We can infer the converse since a function satisfying (2), (3), and (4) defines a unique probability measure on $\R$, as described and proved in Section E.5.

Corollary 2.1.1. For all RV $X$ and $a < b$, \begin{align*} \P(a < X\leq b)&=F_X(b)-F_X(a)\\ \P(a\leq X\leq b)&=F_X(b)-F_X(a^-)\\ \P(a < X < b)&=F_X(b^-)-F_X(a) \\ \P(a\leq X < b)&=F_X(b^-)-F_X(a^-)\\ \P(X=x)&=F_X(x)-F_X(x^-). \end{align*}

Proof. These statements follow directly from the previous proposition.

Corollary 2.1.2. The function $F_X$ is continuous if and only if $X$ is a continuous RV. In this case, \[F_X(a^-) = F_X(a) = F_X(a^+).\]

Proof. An RV $X$ is continuous if and only if $0=\P(X=x)=F_X(x)-F_X(x^-)$ for all $x\in\R$, or in other words, the cdf is continuous from the left. Since the cdf is always continuous from the right, the continuity of $X$ is equivalent to the continuity of $F_X$.

Definition 2.1.6. The quantile function associated with an RV $X$ is \[Q_X(r)=\inf\{x:F_X(x)=r\}.\]

The reason for the infimum in the definition above is that $F_X$ may not be a one-to-one function, and there may be multiple values $x$ for which $F_X(x)=r$. Recall that for a continuous $X$, the cdf $F_X$ is continuous and monotonic increasing from 0 at $-\infty$ to 1 at $\infty$ (see Definition B.2.5). If the cdf is strictly monotonically increasing (see Definition B.2.5), $F_X$ is one-to-one and hence invertible and $Q_X(r)=F_X^{-1}(r)$. The value, $Q_X(1/2)$, at which 50% of the probability mass lies above and 50% of the probability mass lie below is called the median.

Proposition 2.1.3. Let $X$ be a continuous RV. Then

$f_X$ is a nonnegative function, and
$\int_{\R} f_X(x)dx=1$.

A piecewise continuous function $f_X$ satisfying the above properties is a valid pdf for some continuous RV.

Proof.

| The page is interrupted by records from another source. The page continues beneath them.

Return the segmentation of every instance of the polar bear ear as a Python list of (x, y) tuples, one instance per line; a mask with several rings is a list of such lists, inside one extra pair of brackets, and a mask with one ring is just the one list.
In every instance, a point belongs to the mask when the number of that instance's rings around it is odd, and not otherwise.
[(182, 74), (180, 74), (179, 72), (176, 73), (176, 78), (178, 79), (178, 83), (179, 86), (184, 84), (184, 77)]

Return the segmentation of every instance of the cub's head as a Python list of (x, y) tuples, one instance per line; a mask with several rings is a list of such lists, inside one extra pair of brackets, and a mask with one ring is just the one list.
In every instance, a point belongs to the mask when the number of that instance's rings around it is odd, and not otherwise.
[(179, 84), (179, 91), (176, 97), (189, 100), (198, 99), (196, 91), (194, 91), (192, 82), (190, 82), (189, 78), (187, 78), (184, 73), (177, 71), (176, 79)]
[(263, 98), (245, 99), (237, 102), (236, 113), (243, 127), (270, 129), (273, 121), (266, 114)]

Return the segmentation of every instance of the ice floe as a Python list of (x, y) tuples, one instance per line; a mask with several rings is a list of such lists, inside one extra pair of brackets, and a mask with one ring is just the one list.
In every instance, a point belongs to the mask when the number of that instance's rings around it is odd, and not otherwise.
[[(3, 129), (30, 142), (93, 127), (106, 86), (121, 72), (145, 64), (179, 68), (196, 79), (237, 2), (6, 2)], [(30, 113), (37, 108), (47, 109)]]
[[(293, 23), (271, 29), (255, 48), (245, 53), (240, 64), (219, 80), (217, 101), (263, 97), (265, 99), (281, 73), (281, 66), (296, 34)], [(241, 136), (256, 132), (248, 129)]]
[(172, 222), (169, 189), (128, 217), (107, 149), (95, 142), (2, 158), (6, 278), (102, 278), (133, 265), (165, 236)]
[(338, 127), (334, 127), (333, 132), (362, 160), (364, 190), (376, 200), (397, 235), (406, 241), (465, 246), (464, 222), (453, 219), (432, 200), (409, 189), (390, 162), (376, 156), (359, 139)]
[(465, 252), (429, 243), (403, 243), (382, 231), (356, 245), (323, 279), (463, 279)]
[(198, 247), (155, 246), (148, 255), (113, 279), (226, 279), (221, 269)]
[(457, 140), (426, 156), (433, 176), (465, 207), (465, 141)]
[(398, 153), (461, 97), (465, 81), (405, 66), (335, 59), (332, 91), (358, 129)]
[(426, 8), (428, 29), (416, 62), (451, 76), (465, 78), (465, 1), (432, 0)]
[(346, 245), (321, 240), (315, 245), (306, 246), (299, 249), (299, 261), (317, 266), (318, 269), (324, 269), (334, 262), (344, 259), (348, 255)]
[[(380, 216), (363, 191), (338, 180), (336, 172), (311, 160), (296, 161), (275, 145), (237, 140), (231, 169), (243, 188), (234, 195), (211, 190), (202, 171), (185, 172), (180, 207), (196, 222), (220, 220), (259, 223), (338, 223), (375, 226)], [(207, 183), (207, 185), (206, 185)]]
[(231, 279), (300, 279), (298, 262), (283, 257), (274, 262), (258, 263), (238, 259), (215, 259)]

Statement (1) follows from the fact that the pdf is a derivative of a monotonic increasing function (the cdf). Statement (2) follows from \begin{align*} \int_{-\infty}^{\infty} f_X(x)dx &= \lim_{n\to\infty} \int_{-n}^n f_X(x)dx = \lim_{n\to\infty} \P(-n\leq X \leq n) \\ &= \lim_{n\to\infty}(F_X(n)-F_X(-n)) = 1-0. \end{align*} The converse follows from the existence of a cdf via \[F_X(x)=\int_{-\infty}^x f_X(r)\,dr\] (see the fundamental theorem of calculus in Chapter E) and the converse part of Proposition 2.1.2.

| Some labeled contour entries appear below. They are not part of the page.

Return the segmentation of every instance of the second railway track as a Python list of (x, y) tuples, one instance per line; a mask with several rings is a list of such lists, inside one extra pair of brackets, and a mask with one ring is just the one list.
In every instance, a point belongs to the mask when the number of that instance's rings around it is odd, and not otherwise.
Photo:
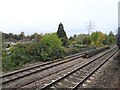
[(45, 86), (38, 88), (42, 90), (50, 88), (71, 88), (72, 90), (80, 87), (93, 73), (95, 73), (102, 65), (104, 65), (116, 52), (117, 48), (109, 50), (105, 54), (101, 55), (75, 70), (64, 74), (56, 80), (52, 80), (51, 83), (45, 84)]
[(47, 70), (49, 68), (61, 65), (63, 63), (68, 63), (70, 61), (73, 61), (73, 60), (76, 60), (76, 59), (82, 57), (82, 55), (83, 55), (83, 52), (75, 54), (75, 55), (67, 56), (65, 58), (58, 59), (55, 61), (46, 62), (46, 63), (40, 64), (40, 65), (36, 65), (36, 66), (29, 67), (29, 68), (25, 68), (25, 69), (21, 69), (21, 70), (17, 70), (17, 71), (13, 71), (13, 72), (4, 74), (1, 76), (3, 88), (4, 88), (4, 85), (6, 86), (9, 82), (13, 82), (15, 80), (35, 74), (37, 72), (41, 72), (43, 70)]

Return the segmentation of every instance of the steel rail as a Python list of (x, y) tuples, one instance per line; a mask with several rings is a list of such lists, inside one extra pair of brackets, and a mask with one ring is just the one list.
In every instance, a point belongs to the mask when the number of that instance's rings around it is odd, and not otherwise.
[(82, 65), (82, 66), (76, 68), (75, 70), (69, 72), (68, 74), (65, 74), (64, 76), (60, 77), (59, 79), (56, 79), (56, 80), (54, 80), (53, 82), (51, 82), (51, 83), (49, 83), (49, 84), (46, 84), (46, 85), (43, 86), (40, 90), (46, 90), (48, 87), (52, 86), (52, 85), (55, 84), (56, 82), (58, 82), (58, 81), (60, 81), (60, 80), (62, 80), (62, 79), (64, 79), (64, 78), (66, 78), (67, 76), (69, 76), (69, 75), (71, 75), (72, 73), (78, 71), (79, 69), (82, 69), (83, 67), (89, 65), (90, 63), (96, 61), (97, 59), (99, 59), (99, 58), (105, 56), (107, 53), (111, 52), (111, 51), (114, 50), (114, 49), (116, 49), (116, 47), (113, 48), (113, 49), (111, 49), (111, 50), (109, 50), (109, 51), (107, 51), (107, 52), (105, 52), (104, 54), (98, 56), (97, 58), (95, 58), (95, 59), (93, 59), (93, 60), (91, 60), (91, 61), (85, 63), (84, 65)]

Since the pdf is the derivative of the cdf we have \[f_X(x)=\lim_{\Delta\to 0}\frac{F_X(x+\Delta)-F_X(x)}{\Delta}.\] This implies that for a small positive $\Delta$ \begin{align*} f_X(x) &\approx \frac{\P(x < X < x+\Delta)}{\Delta}, \quad\text{or}\\ f_X(x) \Delta &\approx \P(x < X < x+\Delta). \end{align*} The above derivations shows that $f_X(x)\Delta$ is approximately the probability that $X$ lies within an interval of width $\Delta$ around $x$.

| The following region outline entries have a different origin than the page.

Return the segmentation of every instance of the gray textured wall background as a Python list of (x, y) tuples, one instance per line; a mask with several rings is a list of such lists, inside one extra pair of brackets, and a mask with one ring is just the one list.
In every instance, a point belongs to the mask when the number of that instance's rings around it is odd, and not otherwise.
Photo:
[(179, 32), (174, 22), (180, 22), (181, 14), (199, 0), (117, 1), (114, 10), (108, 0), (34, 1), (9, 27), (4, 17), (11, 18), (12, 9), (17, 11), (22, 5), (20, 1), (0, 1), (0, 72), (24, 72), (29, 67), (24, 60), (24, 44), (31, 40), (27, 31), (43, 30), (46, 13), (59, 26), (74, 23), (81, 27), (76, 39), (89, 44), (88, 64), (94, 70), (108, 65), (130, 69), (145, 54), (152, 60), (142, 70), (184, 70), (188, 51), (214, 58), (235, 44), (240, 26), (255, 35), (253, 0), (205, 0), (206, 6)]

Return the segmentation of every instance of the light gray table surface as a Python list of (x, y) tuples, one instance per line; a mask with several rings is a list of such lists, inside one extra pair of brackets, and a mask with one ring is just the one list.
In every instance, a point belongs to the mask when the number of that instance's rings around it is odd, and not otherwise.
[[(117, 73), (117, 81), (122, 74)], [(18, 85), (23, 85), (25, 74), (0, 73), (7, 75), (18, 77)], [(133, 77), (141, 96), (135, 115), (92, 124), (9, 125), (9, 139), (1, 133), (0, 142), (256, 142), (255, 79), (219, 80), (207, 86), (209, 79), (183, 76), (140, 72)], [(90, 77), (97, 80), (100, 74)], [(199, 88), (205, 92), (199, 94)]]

Proposition 2.1.4. \begin{align} \P(X\in A)=\begin{cases}\sum_{x\in A}p_X(x) & X \text{ is discrete}\\ \int_A f_X(x)dx & X \text{ is continuous} \end{cases}.\end{align}

Proof. In the discrete case, \[\P(X\in A)=\P(\cup_{x\in A} \{X=x\}) = \sum_{x\in A} \P(X=x)=\sum_{x\in A} p_X(x).\] The continuous case follows from the fact that the pdf is the derivative of the cdf and the relationship between a derivative and the definite integral (see the fundamental theorem of calculus in Chapter E).

Example 2.1.6. In the coin-toss experiment (Example 2.1.2), we computed the pmf of X to be $p_X(0)=1/8, p_X(1)=3/8, p_X(2)=3/8, p_X(3)=1/8$, so indeed $\sum_{x\in X}p_X(x)=1$. Using the proposition above, we have \[\P(X>0)=\sum_{x\in \{1,2,\ldots\}}p_X(x)=p_X(1)+p_X(2)+p_X(3)=7/8.\]

Example 2.1.7. In the dart-throwing experiment (Example 2.1.3), we computed $F_R(r)=r^2$ and $f_R(r)=2r$ for $r\in(0,1)$. Using the proposition above, the probability of hitting the bullseye is \[\P(R < 0.1)=\P(R\in (-\infty,0.1))=\int_{-\infty}^{0.1} f_R(r)\,dr=\int_0^{0.1} 2r\,dr=r^2\Big|^{0.1}_0=0.01\] in accordance with Example 2.1.3.